Emden - Auf dem Ökowerk-Gelände tut sich bald etwas Großes: Das Arche-Gelände rund um das Holzschiff mit den alten Haustierrassen wird umgebaut - und danach für Besucher frei zugänglich gemacht. Ermöglicht wird das durch eine üppige Förderung vom Land Niedersachsen. Fast 190 000 Euro fließen, damit in diesem bisher weitgehend noch unerschlossenen Teil des Ökowerks ein „Pfad der Artenvielfalt entstehen kann. Die Stiftung selbst steuert 24 300 Euro an Eigenmitteln bei.
Wie Ökowerk-Geschäftsführerin Dr. Elisabeth Mohr und Projektleiter Dr. Frank Gaupels ankündigten, ist auf dem etwa 30 000 Quadratmeter großen Areal ein Lehrpfad geplant, mit dem Besucher künftig die unterschiedlichsten Lebensräume für Kleinstlebewesen und Maßnahmen zur Verbesserung der Artenvielfalt kennenlernen können.

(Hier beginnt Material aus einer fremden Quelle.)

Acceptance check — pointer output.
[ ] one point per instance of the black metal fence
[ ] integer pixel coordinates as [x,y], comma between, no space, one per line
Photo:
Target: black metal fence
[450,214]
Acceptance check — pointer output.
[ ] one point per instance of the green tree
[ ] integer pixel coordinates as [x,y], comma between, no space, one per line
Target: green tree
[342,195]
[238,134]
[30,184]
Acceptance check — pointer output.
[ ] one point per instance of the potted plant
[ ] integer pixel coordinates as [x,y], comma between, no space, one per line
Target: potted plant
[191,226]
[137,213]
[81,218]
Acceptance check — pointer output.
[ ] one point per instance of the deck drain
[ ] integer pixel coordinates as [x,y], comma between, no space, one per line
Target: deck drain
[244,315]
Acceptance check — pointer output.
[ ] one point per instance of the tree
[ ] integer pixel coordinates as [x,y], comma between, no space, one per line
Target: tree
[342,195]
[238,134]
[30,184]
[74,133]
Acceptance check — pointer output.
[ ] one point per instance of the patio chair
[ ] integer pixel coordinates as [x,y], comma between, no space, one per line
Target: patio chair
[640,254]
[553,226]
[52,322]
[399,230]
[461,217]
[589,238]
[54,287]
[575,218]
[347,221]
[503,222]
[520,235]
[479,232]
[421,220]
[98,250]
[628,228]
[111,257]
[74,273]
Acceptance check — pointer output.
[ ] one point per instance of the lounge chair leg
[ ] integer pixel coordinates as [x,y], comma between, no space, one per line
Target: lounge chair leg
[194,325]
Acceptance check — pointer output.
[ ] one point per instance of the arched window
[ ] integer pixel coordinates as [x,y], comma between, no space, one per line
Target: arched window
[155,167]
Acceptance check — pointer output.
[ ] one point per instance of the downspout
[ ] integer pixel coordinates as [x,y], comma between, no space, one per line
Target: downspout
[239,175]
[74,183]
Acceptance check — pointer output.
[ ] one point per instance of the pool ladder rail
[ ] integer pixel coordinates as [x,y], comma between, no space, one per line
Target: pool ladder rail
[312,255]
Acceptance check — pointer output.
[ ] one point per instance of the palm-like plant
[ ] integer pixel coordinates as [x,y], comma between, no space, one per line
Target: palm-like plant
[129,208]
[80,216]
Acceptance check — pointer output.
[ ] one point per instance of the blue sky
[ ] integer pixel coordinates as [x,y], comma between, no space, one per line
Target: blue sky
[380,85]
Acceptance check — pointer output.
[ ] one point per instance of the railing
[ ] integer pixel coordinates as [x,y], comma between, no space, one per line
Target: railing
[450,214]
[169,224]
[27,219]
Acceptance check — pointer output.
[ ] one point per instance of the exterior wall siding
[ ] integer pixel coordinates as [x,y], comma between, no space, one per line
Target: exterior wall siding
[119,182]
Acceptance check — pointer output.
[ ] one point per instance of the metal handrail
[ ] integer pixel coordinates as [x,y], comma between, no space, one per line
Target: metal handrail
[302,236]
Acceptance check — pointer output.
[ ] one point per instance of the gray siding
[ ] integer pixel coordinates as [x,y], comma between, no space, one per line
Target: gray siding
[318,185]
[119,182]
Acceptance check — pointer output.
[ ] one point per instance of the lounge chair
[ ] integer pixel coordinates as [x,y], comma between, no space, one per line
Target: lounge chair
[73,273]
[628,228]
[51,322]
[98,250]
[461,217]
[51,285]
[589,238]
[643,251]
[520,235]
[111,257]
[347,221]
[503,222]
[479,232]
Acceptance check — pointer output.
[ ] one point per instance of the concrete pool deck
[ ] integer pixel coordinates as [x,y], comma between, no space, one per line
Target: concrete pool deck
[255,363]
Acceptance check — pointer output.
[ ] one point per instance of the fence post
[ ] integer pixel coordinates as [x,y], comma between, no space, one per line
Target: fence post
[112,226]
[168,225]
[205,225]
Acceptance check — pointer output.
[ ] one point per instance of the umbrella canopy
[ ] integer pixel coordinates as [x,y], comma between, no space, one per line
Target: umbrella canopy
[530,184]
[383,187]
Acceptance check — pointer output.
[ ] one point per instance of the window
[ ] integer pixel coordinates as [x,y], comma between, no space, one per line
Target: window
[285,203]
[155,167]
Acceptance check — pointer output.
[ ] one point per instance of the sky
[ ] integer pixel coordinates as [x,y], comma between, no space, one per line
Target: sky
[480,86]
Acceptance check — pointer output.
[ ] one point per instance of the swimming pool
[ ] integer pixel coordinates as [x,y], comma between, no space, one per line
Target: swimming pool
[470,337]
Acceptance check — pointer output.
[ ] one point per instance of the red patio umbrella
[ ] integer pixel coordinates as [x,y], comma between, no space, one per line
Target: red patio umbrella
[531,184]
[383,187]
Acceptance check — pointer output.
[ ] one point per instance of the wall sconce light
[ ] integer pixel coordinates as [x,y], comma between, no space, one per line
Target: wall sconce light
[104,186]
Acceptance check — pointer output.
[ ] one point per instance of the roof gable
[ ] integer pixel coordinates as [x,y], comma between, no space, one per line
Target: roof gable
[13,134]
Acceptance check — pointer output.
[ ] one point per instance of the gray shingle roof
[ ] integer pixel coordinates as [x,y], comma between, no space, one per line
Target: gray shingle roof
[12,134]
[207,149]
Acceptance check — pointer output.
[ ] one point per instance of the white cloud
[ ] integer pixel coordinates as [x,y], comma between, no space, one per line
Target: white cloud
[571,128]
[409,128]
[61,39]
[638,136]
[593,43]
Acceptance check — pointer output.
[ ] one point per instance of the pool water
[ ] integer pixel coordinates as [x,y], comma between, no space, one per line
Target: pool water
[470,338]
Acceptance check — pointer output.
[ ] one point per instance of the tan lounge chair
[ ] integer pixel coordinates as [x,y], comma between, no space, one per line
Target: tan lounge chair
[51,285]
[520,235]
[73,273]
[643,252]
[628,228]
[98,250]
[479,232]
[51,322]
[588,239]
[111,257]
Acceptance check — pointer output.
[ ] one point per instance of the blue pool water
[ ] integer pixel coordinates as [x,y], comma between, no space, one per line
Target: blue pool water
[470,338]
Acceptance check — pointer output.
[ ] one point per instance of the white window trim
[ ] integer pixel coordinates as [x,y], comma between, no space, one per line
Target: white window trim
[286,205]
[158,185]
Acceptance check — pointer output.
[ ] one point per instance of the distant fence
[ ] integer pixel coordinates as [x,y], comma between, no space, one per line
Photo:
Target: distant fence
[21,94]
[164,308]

Die Holz-Arche, die dem Gelände seinen Namen gibt, soll nach Abschluss des Umbaus als Aussichtsplattform genutzt werden.
Die dort lebenden Schafe, Mini-Schweine, Hühner und Gänse werden großräumig abgetrennte Flächen erhalten. Besucher können die Tiere - viele davon entstammen selten gewordener Nutztierrassen - von der Arche und vom Pfad der Artenvielfalt aus näher beobachten. Bisher ging das oft nur von einer kleinen Schaufläche neben dem Tor aus.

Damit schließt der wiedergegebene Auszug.